‘Now crack an egg into it. Not everyone does, but I think the dough is better if you add an egg.’
‘The incredible edible egg!’ Muhis chuckled, cracking the egg neatly with one hand against the edge of the bowl. It was plain from every movement that he was used to cooking and baking. The bowl was an old piece of Arabia porcelain Siiri had found in a funny little junk shop on Toinen linja. The sign outside the store said ‘Antique Shop’ and the young, toothless salesperson claimed that the dish was vintage, which was why Siiri had been forced to pay twenty euros for a simple bowl. Irma thought it was highway robbery, and she claimed the salesgirl was pulling the wool over their foolish old eyes, but Siiri knew that they would get a lot of use out of the bowl.
‘And then you can start adding the flour, but don’t put in too much. You have to add it little by little, just like that, and keep stirring. Stir, stir! The dough needs air!’

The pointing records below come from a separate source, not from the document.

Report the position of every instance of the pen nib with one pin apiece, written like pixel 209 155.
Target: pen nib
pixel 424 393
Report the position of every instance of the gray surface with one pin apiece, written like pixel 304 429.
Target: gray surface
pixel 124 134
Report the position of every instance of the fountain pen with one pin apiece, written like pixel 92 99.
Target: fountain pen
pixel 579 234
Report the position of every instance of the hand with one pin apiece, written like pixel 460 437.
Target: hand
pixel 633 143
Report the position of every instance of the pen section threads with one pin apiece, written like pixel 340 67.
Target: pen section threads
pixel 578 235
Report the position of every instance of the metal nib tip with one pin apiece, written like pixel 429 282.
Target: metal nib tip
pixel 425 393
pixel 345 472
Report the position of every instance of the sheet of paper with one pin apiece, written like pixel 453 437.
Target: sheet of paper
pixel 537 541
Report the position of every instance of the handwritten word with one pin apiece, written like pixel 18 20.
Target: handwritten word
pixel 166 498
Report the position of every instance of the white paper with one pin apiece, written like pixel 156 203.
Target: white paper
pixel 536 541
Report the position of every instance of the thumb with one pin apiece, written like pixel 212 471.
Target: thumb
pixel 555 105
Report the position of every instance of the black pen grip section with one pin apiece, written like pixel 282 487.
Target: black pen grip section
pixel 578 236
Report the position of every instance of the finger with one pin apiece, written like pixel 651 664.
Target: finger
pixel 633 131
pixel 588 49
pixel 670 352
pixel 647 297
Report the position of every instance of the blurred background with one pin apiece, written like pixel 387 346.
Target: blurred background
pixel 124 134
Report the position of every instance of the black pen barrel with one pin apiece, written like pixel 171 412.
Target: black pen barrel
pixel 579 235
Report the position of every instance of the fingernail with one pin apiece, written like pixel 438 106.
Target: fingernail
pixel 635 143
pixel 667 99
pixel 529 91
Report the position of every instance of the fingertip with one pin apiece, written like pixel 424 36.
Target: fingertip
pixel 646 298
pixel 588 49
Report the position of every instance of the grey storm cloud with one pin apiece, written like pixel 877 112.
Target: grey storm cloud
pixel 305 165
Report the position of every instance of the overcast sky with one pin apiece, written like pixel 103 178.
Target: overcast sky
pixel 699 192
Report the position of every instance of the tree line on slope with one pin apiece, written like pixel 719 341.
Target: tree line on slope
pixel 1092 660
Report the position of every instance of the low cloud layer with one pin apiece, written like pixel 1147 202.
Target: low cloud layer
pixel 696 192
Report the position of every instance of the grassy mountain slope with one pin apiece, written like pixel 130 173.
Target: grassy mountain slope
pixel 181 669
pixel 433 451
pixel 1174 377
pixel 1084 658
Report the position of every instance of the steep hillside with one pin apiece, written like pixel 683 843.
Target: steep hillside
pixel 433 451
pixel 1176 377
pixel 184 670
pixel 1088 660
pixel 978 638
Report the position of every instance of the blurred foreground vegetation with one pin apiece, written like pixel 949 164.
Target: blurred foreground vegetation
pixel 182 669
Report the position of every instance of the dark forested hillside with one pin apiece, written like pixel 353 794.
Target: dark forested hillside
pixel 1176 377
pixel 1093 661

Muhis stirred. There was no electric mixer in the commune, so he had to use a whisk. Muhis was wearing a shirt with no sleeves, and his coal-black skin accentuated his muscular arms magnificently. Siiri had offered him her apron, but when Muhis saw what was written on it, he laughed and politely declined. Only a queen should wear a queen’s apron, he said. Now Siiri was afraid his shirt would get messy as he whisked with big, rapid movements.
‘Do you want me to take off my shirt?’ Muhis laughed. He stopped stirring and stripped off his shirt so quickly that Siiri barely had time to squeal. Muhis continued stirring more furiously than ever, and flecks of white batter splattered onto his black skin.
‘What now? What are you thinking, Siiri?’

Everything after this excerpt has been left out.